Верите ли Вы и любовь? Знаете ли Вы, что это такое? Можете ли Вы, дитя эпохи мелких чувств и легкого секса, понять, чем жил я тогда? А если не можете понять, поверьте мне на слово — так любить, как я любил тогда, мало кто способен…
Вот почему, когда я стал вампиром, я с болью и тоской понял, что отныне моя любимая потеряна для меня так же бесповоротно, как если бы я умер и кости мои, обглоданные зверьем и выбеленные солнцем, навсегда остались бы лежать непогребенными в степной пыли. Я не мог вернуться в Санкт-Петербург. Я не мог сделать Аннет несчастною, позволив ей разделить мою жизнь, вернее то, чем эта жизнь отныне стала. Я дал себе слово навсегда вырвать ее из своего сердца, хотя проще было вырвать само сердце из груди, потому что в нем не было места, не принадлежавшего ей. И я начал чахнуть от сильнейшей меланхолии.
И зачах бы до смерти, ибо даже живучесть вампира меркнет перед силою неутоленной любовной жажды, но случай помог мне — или окончательно погубил меня. Случай этот — нежданная встреча с Жоржем на одном из вампирских балов. Жорж нимало не удивился тому, что я жив, и с готовностью поклялся, что никому из общих знакомых не раскроет моей тайны. Много у нас с ним потом было неприятных историй, но тогда он повел себя благородно. От него узнал я не только о безутешном горе потерявших меня родных и близких, но и о том, что моя Аннет вышла замуж — еще до того, как гибель моя на поле боя стала для всех несомненною. Это означало, что наши клятвы, наши письма и та ночь в подмосковном имении ее родителей, когда луна светила сквозь вековые кроны деревьев и мы, повинуясь ее зову, сошли с аллеи и пропали вдвоем в глубине парка, — все это было важным только для меня, для меня одного…
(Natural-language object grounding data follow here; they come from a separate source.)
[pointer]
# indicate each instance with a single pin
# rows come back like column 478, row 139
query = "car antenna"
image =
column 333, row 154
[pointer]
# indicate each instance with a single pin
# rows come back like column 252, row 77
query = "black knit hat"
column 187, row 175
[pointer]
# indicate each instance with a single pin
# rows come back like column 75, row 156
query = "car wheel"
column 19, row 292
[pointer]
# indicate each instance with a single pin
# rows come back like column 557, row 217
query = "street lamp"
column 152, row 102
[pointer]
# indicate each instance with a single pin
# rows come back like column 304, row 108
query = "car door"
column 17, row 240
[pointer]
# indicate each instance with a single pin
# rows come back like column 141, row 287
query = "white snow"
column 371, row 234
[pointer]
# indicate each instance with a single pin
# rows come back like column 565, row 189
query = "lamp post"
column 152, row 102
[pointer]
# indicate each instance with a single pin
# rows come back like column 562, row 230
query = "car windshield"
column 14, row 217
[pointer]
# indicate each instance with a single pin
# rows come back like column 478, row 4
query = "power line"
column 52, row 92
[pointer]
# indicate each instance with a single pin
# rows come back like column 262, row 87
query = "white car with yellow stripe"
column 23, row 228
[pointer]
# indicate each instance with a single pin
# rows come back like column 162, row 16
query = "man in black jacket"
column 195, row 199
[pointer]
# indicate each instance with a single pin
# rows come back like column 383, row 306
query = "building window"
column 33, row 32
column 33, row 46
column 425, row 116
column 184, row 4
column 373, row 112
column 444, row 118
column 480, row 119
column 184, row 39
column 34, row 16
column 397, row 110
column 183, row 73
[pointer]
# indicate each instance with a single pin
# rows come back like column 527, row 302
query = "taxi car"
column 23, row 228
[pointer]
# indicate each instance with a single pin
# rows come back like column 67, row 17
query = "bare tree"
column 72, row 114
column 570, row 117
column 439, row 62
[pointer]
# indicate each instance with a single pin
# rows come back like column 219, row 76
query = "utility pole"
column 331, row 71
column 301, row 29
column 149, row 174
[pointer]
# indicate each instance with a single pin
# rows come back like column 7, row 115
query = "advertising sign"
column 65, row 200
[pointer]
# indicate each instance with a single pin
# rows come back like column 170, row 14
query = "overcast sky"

И я закрыл свою душу для любви — закрыл, как мне думалось, навсегда. Один век сменял другой, а я не менялся — стараясь не быть жестоким с людьми, я все-таки никого не подпускал к себе слишком близко. Я был словно закован с ног до головы в тонкий ледяной панцирь.
Так продолжалось до того дня, когда я впервые увидел ее. Это было в Париже. Она сидела за столиком летнего кафе и читала книгу, время от времени поглядывая на часы, кого-то ждала. Я стоял и смотрел на нее, а возле моих ног лежали, тая на майском солнце, куски лопнувшего ледяного панциря.
Она была не просто похожа на Аннет. Она была точной ее копией, словно что-то пробило брешь во времени, и сквозь этот пролом моя любовь прошла невредимой для того, чтобы поднять на меня глаза и, улыбнувшись приветливо, сказать в ответ на мою просьбу позволить мне сесть за ее столик: «Я жду подругу, но, если вы не против, мы могли бы позавтракать с вами в другой раз». Позже, когда мы стали друзьями, она созналась мне, что ее тронул мой потрясенный вид.
Ее звали Натали. Впрочем, почему «звали»? Ее и сейчас зовут так. Еще до того, как мы обменялись с ней парой слов, я догадался, что она родом из России. И только потом я узнал, что ее предки попали во Францию с первой волной русской эмиграции, что она закончила Сорбонну, что в ее маленькой квартирке хранится огромный семейный архив, переливающийся через края ящиков, рвущий тесемки ветхих папок, ждущий своего часа, зовущий свою маленькую хозяйку в прошлое, где ей лучше, чем в сегодняшнем дне.